Ms. West’s handwritten will stipulated that, her husband having died before her, her brother-in-law, Sol West, was to carry out the car burial. If he failed to do so, he was to be mostly disinherited. Mr. West “had other ideas for the Ferrari,” Mr. Orth wrote, but in the end the box went into the hole, and a pair of cement trucks went to work and encased it.
“The story is true,” said David Williams, Prancing Horse’s editor. “She was buried with her Ferrari.” The Ferrari register Barchetta.cc confirms that the owner of left-hand-drive chassis No. 5055, Sandra West, was “buried in car in San Antonio.”
Jim Dossey, a lawyer at Dossey & Jones in The Woodlands, Texas, said being buried with your car “is clearly allowed in Texas.”
He added: “You don’t have to be buried in a casket — there’s no law against an alternative container. Though cemeteries may have rules about it.”

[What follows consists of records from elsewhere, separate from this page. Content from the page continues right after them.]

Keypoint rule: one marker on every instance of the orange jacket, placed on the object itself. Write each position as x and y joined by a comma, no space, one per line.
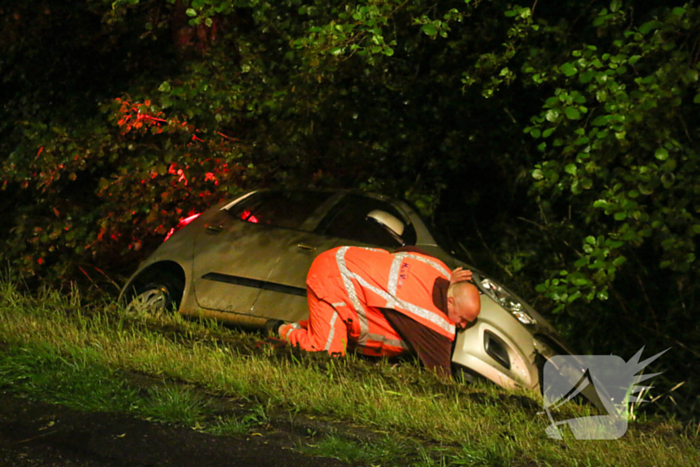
356,282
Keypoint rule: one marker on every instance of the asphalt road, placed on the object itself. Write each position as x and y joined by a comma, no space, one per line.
39,434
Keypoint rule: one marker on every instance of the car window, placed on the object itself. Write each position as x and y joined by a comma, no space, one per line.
348,219
279,208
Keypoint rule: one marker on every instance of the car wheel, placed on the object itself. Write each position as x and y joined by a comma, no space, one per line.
467,375
162,295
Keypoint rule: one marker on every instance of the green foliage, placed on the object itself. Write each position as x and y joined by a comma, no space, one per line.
629,164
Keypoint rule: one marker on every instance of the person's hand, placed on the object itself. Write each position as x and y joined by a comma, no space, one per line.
460,275
272,327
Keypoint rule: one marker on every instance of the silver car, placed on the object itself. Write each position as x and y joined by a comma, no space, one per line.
245,261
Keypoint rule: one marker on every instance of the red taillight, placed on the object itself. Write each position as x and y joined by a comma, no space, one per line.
247,216
181,224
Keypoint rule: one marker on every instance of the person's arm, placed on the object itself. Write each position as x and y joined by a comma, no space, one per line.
433,349
324,331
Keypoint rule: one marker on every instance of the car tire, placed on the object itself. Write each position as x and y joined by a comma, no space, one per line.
162,294
467,375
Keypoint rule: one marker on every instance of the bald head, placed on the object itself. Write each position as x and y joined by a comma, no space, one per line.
463,303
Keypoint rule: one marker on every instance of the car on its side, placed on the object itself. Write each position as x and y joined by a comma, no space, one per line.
245,262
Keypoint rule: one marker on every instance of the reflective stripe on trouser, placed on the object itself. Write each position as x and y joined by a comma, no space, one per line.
325,331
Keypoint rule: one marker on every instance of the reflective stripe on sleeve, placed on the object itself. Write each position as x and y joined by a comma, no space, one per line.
290,327
416,310
352,293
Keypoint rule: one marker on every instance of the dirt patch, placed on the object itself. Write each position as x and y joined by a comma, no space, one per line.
39,434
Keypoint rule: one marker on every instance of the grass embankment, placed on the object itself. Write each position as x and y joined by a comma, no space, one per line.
56,351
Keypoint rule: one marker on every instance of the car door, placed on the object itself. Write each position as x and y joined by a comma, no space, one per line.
238,248
283,295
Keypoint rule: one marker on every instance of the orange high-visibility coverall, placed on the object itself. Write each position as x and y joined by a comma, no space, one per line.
346,288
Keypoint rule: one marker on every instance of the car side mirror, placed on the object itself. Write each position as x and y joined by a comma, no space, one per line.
390,223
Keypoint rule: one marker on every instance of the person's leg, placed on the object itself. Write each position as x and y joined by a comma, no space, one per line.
325,331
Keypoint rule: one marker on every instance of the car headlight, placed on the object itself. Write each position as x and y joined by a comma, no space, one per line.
507,301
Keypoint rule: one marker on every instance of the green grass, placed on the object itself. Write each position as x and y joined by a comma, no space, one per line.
91,352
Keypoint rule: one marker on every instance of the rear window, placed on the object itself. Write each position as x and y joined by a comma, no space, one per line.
279,208
349,220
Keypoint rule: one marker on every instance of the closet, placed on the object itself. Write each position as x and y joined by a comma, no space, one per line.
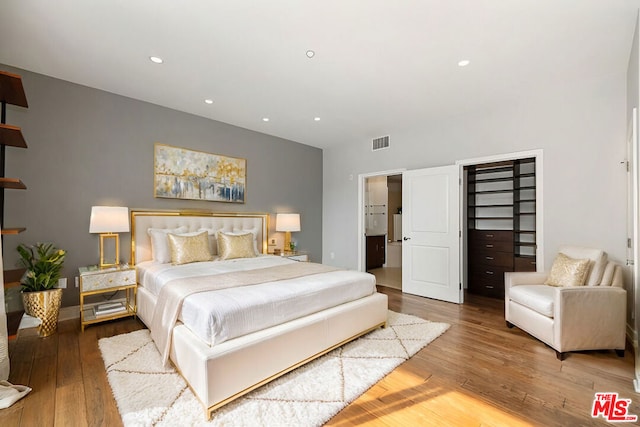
501,223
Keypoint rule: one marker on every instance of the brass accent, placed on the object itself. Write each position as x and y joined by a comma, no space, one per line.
45,305
116,261
134,213
209,411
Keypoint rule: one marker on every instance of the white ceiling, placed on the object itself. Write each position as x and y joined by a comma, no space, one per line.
381,66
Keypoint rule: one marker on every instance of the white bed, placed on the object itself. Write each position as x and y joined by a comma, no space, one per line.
220,366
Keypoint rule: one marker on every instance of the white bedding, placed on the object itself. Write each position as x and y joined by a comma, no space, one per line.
217,316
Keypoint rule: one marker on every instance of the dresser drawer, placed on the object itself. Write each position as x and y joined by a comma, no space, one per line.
524,264
491,235
487,289
487,273
106,280
492,245
494,258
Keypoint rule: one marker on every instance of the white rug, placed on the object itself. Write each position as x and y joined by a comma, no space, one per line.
149,395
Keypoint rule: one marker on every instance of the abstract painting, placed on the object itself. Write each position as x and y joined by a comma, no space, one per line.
180,173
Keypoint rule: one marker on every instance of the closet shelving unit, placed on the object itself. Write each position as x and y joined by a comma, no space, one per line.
501,218
11,93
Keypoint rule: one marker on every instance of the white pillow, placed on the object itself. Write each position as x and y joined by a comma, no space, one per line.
160,251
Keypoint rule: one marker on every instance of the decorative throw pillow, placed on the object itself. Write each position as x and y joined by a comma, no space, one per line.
213,238
160,245
231,246
186,249
567,271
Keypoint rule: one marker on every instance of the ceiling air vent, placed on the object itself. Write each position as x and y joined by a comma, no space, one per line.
380,143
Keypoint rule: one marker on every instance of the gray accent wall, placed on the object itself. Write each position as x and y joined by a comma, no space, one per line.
88,147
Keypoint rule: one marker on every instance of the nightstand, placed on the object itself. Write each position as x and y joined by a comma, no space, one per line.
297,256
96,281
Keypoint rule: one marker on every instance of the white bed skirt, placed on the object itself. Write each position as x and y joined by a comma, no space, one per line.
231,369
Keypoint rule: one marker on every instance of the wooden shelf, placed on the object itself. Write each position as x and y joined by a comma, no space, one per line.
11,89
501,209
13,183
12,277
12,135
16,230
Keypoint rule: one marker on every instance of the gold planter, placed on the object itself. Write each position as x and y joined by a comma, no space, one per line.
45,305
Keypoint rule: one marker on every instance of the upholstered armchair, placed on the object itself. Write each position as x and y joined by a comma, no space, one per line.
579,305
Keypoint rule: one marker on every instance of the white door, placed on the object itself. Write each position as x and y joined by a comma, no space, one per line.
633,222
431,233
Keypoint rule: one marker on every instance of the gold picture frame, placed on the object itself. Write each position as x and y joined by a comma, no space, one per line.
180,173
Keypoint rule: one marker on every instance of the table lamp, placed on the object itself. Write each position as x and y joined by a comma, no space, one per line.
109,221
287,223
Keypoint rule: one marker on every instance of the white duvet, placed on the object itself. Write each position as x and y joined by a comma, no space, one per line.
217,316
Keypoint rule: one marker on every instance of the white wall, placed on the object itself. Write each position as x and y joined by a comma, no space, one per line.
581,128
633,98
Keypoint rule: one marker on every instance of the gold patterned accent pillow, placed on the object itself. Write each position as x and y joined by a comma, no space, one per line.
567,271
231,246
189,248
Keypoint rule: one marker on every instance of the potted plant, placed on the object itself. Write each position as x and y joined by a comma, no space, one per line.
43,263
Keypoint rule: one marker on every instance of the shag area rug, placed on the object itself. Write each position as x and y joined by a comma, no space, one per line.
147,394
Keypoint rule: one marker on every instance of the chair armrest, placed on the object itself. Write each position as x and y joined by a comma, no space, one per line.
523,278
589,317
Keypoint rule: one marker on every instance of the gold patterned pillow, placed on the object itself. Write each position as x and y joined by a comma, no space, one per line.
567,271
189,248
231,246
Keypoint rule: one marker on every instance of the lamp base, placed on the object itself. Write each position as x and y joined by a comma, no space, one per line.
287,241
113,261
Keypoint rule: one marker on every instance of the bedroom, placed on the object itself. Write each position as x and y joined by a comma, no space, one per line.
95,147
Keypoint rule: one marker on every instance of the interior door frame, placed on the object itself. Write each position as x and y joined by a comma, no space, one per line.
362,178
538,155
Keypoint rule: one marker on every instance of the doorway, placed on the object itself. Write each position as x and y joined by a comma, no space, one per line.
382,220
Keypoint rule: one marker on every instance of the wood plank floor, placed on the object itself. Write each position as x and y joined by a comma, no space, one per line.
478,373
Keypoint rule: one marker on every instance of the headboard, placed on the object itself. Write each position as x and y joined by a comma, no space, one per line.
142,220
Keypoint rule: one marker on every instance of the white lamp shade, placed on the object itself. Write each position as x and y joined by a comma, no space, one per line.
288,222
109,219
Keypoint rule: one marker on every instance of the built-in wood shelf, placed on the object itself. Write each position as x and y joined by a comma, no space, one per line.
11,89
12,135
13,183
15,230
12,277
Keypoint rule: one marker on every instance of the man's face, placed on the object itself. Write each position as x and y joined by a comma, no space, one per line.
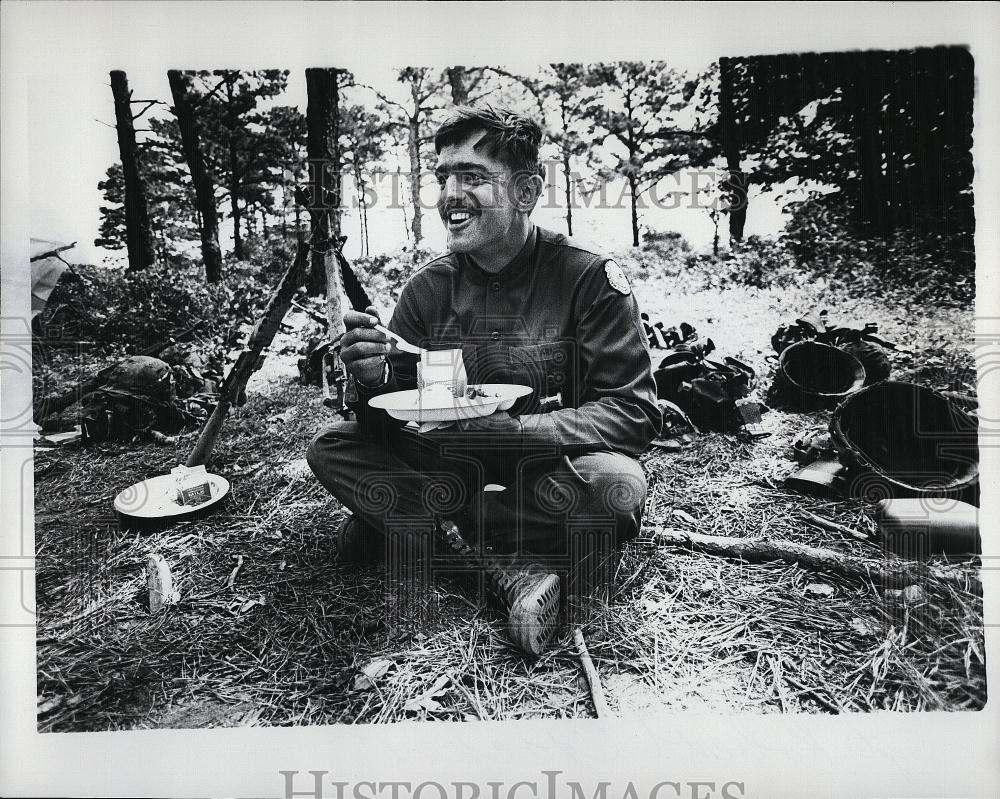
476,203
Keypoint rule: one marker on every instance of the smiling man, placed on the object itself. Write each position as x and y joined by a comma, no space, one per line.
526,306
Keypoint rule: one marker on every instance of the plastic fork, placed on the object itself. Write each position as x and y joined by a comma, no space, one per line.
401,343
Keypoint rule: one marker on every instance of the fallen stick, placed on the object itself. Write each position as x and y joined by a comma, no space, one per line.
232,577
761,550
593,679
834,527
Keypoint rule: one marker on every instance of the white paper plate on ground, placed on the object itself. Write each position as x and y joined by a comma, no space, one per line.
155,500
440,406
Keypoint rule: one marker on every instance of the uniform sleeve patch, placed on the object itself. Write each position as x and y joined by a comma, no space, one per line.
616,277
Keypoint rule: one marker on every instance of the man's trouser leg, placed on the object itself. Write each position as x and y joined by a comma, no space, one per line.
571,513
392,481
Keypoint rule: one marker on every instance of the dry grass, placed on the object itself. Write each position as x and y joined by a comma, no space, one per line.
286,644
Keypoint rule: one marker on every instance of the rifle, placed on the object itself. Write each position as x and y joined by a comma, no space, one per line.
49,405
249,360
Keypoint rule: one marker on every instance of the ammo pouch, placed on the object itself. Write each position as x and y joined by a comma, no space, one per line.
709,392
111,414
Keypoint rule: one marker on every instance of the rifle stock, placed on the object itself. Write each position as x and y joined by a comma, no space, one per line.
262,335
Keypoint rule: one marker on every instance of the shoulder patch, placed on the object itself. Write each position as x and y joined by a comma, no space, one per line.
616,277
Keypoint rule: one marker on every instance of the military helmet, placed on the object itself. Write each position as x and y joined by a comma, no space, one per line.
143,376
813,374
906,439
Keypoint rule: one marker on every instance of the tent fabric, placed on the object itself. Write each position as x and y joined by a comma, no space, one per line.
45,273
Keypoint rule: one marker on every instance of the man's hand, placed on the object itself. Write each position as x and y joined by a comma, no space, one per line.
363,348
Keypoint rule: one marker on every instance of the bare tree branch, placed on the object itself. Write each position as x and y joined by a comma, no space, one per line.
51,253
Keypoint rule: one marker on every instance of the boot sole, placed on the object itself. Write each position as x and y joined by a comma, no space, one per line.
533,620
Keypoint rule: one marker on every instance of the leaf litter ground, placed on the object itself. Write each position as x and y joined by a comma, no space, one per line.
288,636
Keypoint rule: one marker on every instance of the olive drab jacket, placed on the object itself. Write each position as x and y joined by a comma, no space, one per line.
560,318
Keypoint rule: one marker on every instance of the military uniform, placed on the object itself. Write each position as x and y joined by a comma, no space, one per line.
559,318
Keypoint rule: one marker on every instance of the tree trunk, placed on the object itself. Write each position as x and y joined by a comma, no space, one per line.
320,87
736,184
459,92
234,182
566,173
336,168
138,236
204,189
414,149
635,211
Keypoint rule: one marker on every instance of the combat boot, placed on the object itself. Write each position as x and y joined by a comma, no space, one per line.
358,544
526,592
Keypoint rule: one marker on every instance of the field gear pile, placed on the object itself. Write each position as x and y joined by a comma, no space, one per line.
676,429
138,398
714,395
820,364
901,439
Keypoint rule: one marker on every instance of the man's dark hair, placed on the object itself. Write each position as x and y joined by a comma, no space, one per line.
511,138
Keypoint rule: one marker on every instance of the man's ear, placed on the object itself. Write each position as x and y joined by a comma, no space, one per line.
527,191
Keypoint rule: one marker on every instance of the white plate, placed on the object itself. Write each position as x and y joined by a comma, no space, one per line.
434,406
156,498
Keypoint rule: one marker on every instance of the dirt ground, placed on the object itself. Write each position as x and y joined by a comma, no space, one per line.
270,629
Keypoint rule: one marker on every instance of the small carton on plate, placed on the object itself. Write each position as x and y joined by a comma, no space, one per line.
193,485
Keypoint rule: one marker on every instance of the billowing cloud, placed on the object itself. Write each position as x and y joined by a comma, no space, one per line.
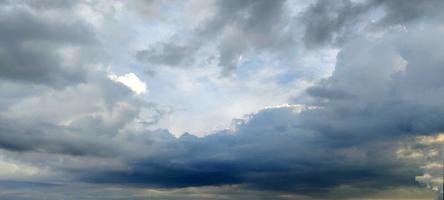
76,119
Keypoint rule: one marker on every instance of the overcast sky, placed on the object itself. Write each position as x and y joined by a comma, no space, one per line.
221,99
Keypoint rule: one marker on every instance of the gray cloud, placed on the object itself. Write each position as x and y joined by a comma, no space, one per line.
334,22
383,91
237,28
31,49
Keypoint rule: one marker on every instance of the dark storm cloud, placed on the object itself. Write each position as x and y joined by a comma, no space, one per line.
31,44
383,91
350,136
268,152
237,27
334,22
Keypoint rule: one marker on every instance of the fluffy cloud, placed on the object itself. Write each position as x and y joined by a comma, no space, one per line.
66,124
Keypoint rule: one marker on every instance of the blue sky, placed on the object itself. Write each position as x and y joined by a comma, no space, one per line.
215,99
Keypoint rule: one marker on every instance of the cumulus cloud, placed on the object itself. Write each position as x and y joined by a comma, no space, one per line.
69,124
236,28
131,81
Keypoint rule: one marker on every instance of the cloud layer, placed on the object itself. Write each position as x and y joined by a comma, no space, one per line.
75,114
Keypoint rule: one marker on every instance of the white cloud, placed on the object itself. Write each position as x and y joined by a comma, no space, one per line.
131,81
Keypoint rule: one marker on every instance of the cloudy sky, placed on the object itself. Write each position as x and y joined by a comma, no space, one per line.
221,99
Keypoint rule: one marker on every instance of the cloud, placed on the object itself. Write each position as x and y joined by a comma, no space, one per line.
42,43
132,81
236,28
66,123
335,22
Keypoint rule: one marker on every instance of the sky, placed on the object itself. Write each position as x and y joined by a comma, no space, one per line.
221,99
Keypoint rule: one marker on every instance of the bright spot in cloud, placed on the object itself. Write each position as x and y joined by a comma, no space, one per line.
131,81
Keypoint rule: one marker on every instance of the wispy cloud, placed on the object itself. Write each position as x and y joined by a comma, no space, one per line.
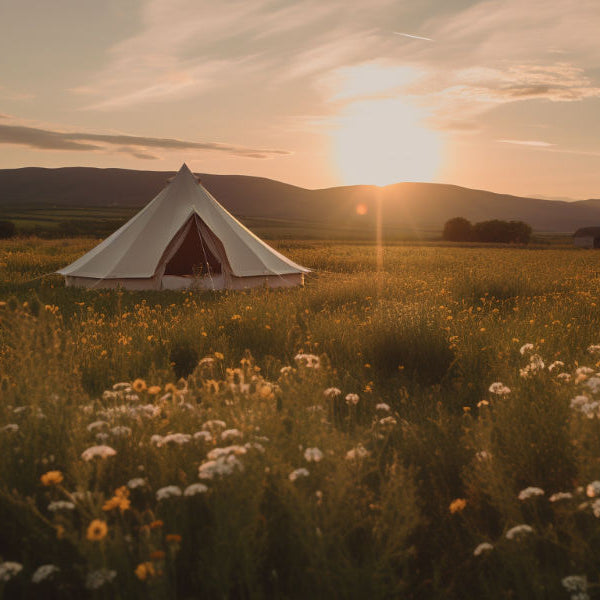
138,146
410,35
189,47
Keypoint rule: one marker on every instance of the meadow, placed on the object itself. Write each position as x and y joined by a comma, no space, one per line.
428,430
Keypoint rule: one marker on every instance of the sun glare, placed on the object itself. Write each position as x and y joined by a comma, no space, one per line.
384,141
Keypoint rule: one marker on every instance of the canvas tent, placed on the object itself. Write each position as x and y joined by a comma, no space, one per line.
183,239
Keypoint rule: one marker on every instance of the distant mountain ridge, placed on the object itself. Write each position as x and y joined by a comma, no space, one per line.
404,205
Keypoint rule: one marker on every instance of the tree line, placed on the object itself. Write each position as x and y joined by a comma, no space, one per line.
460,229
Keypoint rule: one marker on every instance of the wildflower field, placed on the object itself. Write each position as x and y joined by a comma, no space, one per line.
428,430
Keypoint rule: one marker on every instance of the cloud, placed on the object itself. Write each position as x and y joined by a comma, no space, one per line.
498,52
45,139
558,82
185,48
14,95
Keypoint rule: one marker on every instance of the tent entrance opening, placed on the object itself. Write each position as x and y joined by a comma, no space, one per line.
193,258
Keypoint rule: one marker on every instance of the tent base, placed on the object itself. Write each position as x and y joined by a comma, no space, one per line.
174,282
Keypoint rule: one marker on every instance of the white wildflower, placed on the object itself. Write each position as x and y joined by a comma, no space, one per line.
352,399
121,431
9,569
98,452
195,488
530,492
298,473
557,496
357,453
229,434
536,362
60,505
483,547
221,466
593,489
518,531
313,455
499,389
308,360
578,402
214,424
582,373
175,438
44,572
96,579
169,491
216,453
205,436
136,482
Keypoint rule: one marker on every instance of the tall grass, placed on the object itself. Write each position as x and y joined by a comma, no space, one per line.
403,481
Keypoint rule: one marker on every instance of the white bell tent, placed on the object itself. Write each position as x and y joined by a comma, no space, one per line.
183,239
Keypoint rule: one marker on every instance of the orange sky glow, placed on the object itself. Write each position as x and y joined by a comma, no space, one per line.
492,94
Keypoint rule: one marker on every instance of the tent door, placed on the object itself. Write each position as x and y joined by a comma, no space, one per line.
193,257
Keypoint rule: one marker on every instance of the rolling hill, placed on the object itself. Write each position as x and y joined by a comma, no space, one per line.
405,206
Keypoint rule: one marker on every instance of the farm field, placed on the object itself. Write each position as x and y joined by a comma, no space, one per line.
426,430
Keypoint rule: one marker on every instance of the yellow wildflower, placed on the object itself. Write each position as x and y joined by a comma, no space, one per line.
457,505
139,385
97,530
144,570
51,478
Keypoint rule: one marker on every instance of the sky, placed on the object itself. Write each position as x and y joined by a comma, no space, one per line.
502,95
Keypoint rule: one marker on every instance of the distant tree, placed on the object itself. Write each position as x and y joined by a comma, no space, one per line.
502,231
7,229
520,232
458,229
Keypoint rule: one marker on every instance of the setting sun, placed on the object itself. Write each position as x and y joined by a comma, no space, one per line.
384,141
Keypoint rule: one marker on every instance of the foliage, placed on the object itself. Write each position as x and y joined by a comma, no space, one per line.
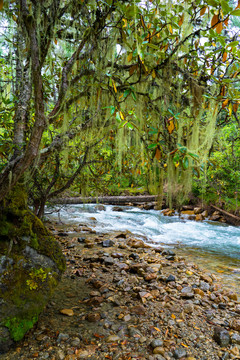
108,90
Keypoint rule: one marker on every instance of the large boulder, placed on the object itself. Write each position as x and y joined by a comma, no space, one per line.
31,264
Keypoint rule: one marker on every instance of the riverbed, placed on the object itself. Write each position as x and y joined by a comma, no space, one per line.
214,246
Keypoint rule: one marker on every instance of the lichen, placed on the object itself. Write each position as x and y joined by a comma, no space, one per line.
18,327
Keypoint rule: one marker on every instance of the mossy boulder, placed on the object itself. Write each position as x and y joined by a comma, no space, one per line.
31,264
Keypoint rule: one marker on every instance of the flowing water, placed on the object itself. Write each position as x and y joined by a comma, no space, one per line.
214,246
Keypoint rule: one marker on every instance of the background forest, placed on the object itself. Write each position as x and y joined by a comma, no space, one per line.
110,97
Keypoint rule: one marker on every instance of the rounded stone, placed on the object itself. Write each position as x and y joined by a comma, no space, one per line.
156,343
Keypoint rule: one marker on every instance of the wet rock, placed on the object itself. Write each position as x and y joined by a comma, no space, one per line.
127,317
134,256
138,310
112,338
198,292
68,312
206,278
150,277
204,286
237,309
75,342
158,350
108,260
235,339
221,336
188,307
107,243
100,207
170,278
61,233
156,343
5,339
136,244
29,274
60,354
133,332
93,317
232,296
168,212
179,353
234,324
197,210
122,235
117,208
215,217
187,207
187,292
157,357
62,337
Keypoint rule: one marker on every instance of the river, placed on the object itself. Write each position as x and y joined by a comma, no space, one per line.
214,246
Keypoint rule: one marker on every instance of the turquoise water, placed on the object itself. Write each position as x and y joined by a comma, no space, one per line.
215,247
211,237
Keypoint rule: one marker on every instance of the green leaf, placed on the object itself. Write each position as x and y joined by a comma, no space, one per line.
153,46
152,146
225,7
185,162
233,43
126,93
112,109
195,156
130,126
235,12
133,96
182,149
118,117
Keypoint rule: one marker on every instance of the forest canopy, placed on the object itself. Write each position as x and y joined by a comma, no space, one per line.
105,85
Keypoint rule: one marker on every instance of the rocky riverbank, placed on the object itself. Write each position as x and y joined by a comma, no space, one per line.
121,299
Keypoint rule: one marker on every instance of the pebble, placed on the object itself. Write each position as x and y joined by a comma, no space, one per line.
221,336
107,243
158,350
75,342
170,278
235,324
179,353
156,343
235,339
188,307
112,338
62,337
93,317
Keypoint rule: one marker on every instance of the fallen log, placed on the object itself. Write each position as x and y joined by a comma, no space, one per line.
113,200
231,219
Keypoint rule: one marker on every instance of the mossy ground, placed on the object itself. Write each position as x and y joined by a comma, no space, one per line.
26,287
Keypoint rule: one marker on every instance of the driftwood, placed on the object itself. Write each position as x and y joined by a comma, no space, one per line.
113,200
231,219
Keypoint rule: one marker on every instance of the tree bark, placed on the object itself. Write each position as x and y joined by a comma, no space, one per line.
113,200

Ms. West’s Ferrari had a history of its own. The Ferrari 330 GT Registry reports that the car was bought from Chinetti Motors in Greenwich, Conn., by the TV producer Burt Sugarman in 1964, and was originally painted “Grigio Notte” (midnight gray) with a beige interior. This was one of six or seven Ferraris that Mr. Sugarman said he had bought from Chinetti, and he recalls that he typically had them repainted in candy apple red metalflake. Mr. Sugarman was a good friend of the famous California customizer George Barris, and it was Richard Korkes, shop foreman of the Barris Kustoms shop, who repainted it that same year. A photo shows Mr. Korkes, who built cars for many celebrities, with Mr. Barris — and the now-red Ferrari.
Mr. Sugarman can’t remember if he sold the Ferrari directly to Ms. West, but he said that he had known her well, and that she had told him she loved the car and wanted to be buried in it. “Sandy was a piece of work,” he said.
And what of Ms. West’s other Ferraris? A 1974 246 GTS by Scaglietti, chassis No. 08454, was sold in 2016 at RM Sotheby’s Phoenix sale for $396,000.